I was privileged to have known him for 4 short years, though the extent of our working relationship did not involve daily face-to-face encounters. And in the last two years of his life, I very rarely had the chance to talk to him after he was appointed secretary of the Department of Interior and Local Government. My stories and experiences with him are not gut-wrenching, heartstring-pulling, or soul-searching.
But when I got the text that his body had been found, I felt my gut wrench. When I saw his widow Leni Robredo on television, I felt a tug on my heartstrings. When I saw the millions who mourned for someone whom they had little or no encounter with, it prompted me to reflect on how I’ve been using my God-given talents and whether or not I’d leave this world better than when I was in it.
It is difficult writing about Jesse Robredo because throughout his life, he has shown us that words, although powerful and necessary to effect change, are not sufficient if we are to achieve genuine change. Many words have been said on and about Robredo; what we do with those words will determine if Robredo’s legacy will live on.
It is difficult writing about Jesse Robredo because no matter how many times we write about him, we would not be able to fully capture who he was as a person. In writing about his accomplishments, we are only able to see his capabilities as a government official. In writing about his family, we are only able to have a glimpse at how he prioritized his wife and daughters. There will always be something we will never fully grasp—we may know the “what's” and the “how's,” but we will not know the “why’s.”
Then again, maybe that’s a good thing. Robredo’s “why’s,” after all, are his, and each of us have our own. There will never be another Jesse Robredo, but there will be people who will learn from his life and live out different parts of him. We cannot transform ourselves into Jesse Robredo clones, but we can use what we have learned to transform our own communities the way Robredo has transformed Naga City.
Yes, writing about Jesse Robredo is difficult, but it is only half as difficult as embodying his best traits and characteristics and translating it into our own individual lives. Whenever we pause to read about Robredo and all that he has done, may it urge us to step away from our computers, set aside our cellphones, and find that thing in us that will make us as great as the man that our nation mourned for two years ago.

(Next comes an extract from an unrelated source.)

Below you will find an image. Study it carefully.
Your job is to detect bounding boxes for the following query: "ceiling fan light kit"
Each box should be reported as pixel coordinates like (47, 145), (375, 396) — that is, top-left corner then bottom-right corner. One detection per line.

Jesse Robredo found it and used it to fulfill his purpose on earth. Because of his example, I expect from myself nothing less than to serve others as humbly and excellently as he did. I expect this from myself, and from the multitudes who have been inspired by him to be both “matino at mahusay.” This is a far more difficult task than to write about it, but one that I gladly accept, if only to express my gratitude to the man who made me believe in a better Philippines.
Salamat po, Sec. Jesse.
The author is currently the Executive Director of the Excel Center for Educational Leadership (ExCEL) and co-founded the Kaya Natin! Movement for Good Governance and Ethical Leadership with the late Sec. Jesse Robredo in 2008.